Paul Caponigro – ‘It is one thing to make a picture of what a person looks like, it’s another thing to make a portrait of who they are.’
IDEA: take a photo of someone doing what they love or their hobby.
Philippe Halsman – ‘The immortal photographers will be straightforward photographers, those who do not rely on tricks or special techniques.’
IDEA: do not take photos and edit it afterwards and do not do something in the photo that has tricks such as lens flare.
Robert Capa – ‘If your pictures aren’t good enough, you’re not close enough.’

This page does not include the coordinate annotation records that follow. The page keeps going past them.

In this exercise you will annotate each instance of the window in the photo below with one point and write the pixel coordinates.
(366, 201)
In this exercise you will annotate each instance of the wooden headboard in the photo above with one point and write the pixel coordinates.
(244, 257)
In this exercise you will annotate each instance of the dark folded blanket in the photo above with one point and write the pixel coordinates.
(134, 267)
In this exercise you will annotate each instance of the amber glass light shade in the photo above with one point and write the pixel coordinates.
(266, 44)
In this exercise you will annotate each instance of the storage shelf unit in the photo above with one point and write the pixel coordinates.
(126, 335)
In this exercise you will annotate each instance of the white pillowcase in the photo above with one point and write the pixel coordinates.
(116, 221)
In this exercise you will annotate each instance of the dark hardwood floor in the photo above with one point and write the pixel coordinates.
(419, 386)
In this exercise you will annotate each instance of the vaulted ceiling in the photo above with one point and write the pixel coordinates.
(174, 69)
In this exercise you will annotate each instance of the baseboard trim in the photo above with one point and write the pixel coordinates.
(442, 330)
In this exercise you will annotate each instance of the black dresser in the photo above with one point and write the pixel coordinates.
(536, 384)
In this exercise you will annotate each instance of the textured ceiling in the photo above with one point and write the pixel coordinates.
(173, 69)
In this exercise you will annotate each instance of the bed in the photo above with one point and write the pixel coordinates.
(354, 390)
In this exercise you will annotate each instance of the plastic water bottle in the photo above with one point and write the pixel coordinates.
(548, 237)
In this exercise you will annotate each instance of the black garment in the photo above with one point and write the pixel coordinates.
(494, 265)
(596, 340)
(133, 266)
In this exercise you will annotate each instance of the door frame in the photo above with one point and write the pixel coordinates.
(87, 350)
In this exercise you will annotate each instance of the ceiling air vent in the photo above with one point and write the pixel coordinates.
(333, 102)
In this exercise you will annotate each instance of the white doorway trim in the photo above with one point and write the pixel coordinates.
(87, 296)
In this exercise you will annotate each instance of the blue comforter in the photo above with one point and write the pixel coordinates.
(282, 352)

- Get close to the person physically
- Be close to the person on a friendship or relationship level
Robert Frank – ‘I have been frequently accused of deliberately twisting subject matter to my point of view. Above all, I know that life for a photographer cannot be a matter of indifference. Opinion often consists of a kind of criticism. But criticism can come out of love. It is important to see what is invisible reaction to others. Perhaps the look of hope or the look of sadness. Also it is always the instantaneous reaction to oneself that produces a photograph.’
IDEA: do something that you feel is good.
Yousef Karsh – ‘Photography is, to me, more than a means of expression, more than my particular profession – it is a way of life. And if I were asked to choose one word which holds the key to my work I would select ‘light’ – for light is my language, and it is international, readily understood by any person of any race. It has been my good fortune to welcome before my camera many great men and woman who have made their mark on our generation and will find a place in history. I feel that my life’s work is to interpret the best of my ability, the inner strength, the true character, of these personalities, through the medium of photographic portraiture. I can think of no elation equal to that when something close to my ideal is achieved, through necessarily there must always be a spark of what I call ‘divine discontent’ – the constant striving for near-perfection. In this self-appointed task, which also carries, I believe, a great sense of responsibility, the medium of light is all important. It is the portraitist’s chief tool, and he can never learn enough about it. ‘
IDEA: Do something similar to his work with the portraits and lighting.